What nobody had thought about in the few seconds leading up to this point, was the fact that this service entrance ramp wasn’t really meant for cars. We have driven into what is effectively a dead end tunnel that is only a few millimeters wider than the car itself. Sure enough, there’s the door right in front of us, like some metaphoric finish line, a tantilising, wondrous portal that would magically evaporate all the struggle and adversity of the day simply by walking through it, the door that will take us to the gig, to the warmth and anticipation of an eager audience, sitting waiting patiently for the concert to begin. It’s just a few feet away… but there’s not enough room to open the car doors. We are well and truly wedged. The silence in the car is broken by a wise-sounding voice: “Reached your destination, you have. Hmmm.”
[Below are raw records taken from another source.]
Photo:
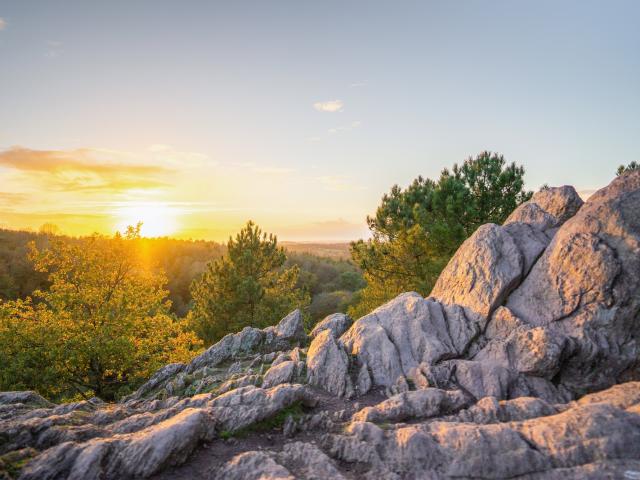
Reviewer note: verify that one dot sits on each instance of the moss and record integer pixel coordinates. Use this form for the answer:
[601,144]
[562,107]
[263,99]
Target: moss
[12,463]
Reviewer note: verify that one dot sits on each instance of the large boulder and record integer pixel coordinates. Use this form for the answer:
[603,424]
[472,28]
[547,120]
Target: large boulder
[586,287]
[548,209]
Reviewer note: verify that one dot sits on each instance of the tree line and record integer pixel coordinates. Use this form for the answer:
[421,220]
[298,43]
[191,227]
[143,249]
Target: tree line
[97,315]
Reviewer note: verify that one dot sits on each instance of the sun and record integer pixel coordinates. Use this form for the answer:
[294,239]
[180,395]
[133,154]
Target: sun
[158,219]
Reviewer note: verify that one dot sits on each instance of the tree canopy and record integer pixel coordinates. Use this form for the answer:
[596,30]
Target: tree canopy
[415,231]
[102,327]
[249,286]
[622,169]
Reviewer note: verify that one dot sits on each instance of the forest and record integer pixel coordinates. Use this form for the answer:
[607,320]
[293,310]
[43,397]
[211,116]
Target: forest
[97,315]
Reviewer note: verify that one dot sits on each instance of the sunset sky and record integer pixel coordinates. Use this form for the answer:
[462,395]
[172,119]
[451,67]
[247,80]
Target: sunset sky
[197,116]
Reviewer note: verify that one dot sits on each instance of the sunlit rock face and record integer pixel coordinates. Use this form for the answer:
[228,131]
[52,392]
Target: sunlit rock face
[522,363]
[546,305]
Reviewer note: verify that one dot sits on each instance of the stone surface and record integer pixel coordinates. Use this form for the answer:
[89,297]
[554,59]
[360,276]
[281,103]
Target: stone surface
[237,353]
[338,323]
[519,365]
[327,365]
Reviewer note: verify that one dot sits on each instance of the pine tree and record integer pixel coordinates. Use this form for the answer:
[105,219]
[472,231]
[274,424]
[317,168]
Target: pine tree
[247,287]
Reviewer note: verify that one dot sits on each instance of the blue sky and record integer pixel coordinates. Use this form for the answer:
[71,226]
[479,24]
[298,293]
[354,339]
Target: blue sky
[300,115]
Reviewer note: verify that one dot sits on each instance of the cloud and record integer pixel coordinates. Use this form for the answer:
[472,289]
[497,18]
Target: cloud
[83,169]
[340,183]
[329,106]
[12,199]
[266,169]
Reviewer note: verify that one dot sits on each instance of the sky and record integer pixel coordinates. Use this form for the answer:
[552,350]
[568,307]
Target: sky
[194,117]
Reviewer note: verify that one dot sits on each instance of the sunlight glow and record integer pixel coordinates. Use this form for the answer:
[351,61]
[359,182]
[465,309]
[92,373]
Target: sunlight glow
[158,219]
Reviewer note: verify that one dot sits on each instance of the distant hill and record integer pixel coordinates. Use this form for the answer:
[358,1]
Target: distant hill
[338,251]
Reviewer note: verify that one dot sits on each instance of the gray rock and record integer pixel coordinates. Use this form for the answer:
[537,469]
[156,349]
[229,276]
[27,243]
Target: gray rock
[281,373]
[244,345]
[482,272]
[338,323]
[586,287]
[430,402]
[253,466]
[328,365]
[548,209]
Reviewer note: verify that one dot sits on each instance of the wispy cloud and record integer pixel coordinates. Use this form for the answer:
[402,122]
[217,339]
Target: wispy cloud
[82,169]
[266,169]
[11,199]
[331,106]
[339,183]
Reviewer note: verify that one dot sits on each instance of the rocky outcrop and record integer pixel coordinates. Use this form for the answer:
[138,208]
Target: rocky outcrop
[239,353]
[157,439]
[520,364]
[338,323]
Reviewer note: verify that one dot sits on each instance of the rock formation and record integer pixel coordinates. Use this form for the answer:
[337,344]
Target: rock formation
[522,363]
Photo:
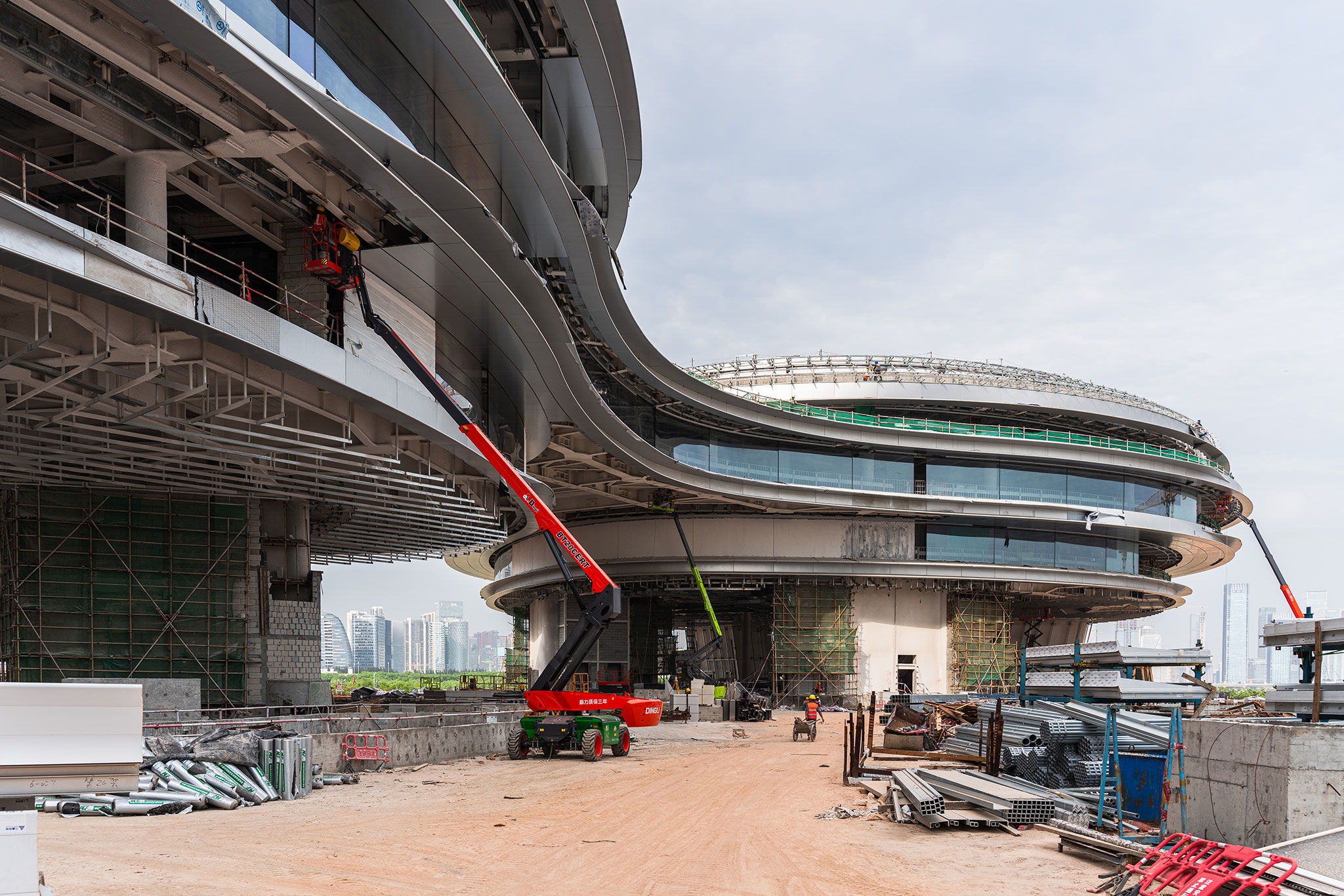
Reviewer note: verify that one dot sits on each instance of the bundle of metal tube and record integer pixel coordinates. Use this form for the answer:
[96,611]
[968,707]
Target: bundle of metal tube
[1057,744]
[177,786]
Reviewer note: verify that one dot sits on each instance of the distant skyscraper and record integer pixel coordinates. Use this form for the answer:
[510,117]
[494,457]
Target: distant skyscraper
[490,647]
[335,645]
[436,645]
[398,642]
[1255,670]
[368,641]
[1277,662]
[1198,622]
[414,645]
[456,653]
[1236,630]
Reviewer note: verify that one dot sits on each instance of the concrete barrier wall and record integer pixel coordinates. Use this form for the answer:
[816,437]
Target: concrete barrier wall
[1258,783]
[425,743]
[410,739]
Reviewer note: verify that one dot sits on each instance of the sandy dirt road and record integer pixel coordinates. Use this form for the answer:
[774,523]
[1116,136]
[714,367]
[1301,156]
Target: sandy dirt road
[690,810]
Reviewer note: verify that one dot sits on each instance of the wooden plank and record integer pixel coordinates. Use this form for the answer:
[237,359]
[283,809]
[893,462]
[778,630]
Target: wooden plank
[922,754]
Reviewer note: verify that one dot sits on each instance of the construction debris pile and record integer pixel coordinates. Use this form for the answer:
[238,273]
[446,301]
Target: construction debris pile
[1060,744]
[219,770]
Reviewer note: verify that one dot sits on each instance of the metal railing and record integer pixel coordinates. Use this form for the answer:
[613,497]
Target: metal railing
[917,369]
[191,257]
[949,428]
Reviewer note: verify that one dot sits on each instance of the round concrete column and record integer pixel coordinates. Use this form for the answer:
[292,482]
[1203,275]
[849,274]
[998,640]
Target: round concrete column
[147,198]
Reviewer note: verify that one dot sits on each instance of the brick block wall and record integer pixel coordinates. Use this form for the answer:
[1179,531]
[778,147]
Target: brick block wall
[295,647]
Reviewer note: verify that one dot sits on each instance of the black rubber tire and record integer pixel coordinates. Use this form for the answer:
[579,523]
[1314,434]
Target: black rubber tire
[592,744]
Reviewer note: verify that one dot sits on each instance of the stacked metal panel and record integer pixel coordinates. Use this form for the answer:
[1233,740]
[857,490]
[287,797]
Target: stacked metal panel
[1108,684]
[1110,653]
[1014,805]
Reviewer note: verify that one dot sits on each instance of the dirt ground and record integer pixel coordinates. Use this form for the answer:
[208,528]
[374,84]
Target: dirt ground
[690,810]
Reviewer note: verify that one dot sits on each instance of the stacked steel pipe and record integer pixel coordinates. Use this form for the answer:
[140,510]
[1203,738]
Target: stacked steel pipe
[1059,744]
[175,786]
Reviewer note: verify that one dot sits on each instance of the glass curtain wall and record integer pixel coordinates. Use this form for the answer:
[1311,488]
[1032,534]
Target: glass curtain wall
[348,52]
[1026,547]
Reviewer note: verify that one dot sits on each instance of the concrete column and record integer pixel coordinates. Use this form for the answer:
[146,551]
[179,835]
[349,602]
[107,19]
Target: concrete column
[895,622]
[545,620]
[147,198]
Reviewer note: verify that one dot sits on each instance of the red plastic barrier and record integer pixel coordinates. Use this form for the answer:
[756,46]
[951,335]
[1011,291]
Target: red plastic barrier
[371,747]
[1185,865]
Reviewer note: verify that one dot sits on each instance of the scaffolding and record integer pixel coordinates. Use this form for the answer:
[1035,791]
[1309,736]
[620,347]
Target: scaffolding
[982,653]
[815,642]
[120,586]
[516,656]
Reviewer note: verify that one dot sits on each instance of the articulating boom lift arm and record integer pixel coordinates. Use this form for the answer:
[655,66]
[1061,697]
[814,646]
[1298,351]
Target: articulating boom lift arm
[1278,574]
[606,602]
[333,261]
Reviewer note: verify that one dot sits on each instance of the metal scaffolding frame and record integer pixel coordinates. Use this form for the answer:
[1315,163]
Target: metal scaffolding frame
[106,584]
[518,655]
[982,653]
[815,641]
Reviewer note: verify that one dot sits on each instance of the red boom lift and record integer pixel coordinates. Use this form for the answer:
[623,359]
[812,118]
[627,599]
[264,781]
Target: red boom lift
[332,256]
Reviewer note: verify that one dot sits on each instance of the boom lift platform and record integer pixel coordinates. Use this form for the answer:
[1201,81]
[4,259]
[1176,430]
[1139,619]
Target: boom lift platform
[562,719]
[1228,507]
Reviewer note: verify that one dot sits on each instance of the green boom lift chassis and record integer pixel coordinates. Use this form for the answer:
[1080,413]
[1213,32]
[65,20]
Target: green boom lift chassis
[592,733]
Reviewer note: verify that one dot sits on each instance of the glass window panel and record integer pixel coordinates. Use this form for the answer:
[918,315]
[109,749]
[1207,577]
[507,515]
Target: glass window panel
[1096,491]
[827,470]
[968,480]
[883,474]
[265,18]
[375,74]
[331,77]
[744,458]
[1080,552]
[1022,547]
[303,49]
[1122,556]
[1146,496]
[1032,485]
[683,441]
[1185,507]
[960,544]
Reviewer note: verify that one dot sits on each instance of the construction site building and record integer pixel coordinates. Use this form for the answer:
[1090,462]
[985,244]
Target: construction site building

It only took about 3 seconds to drive down the ramp, but it takes us nearly 5 minutes to reverse up it again, inch by inch, so close is the gap between the car and  the sides of the high walls. When we do finally get out, a man appears with a trolley and as the car spews out the instruments and cases on to the trolley, we reflect briefly on the day’s events. “It’s going well” I think.

We rolled the trolley down the ramp, through the magic door and into one of the best gigs we’d done all year.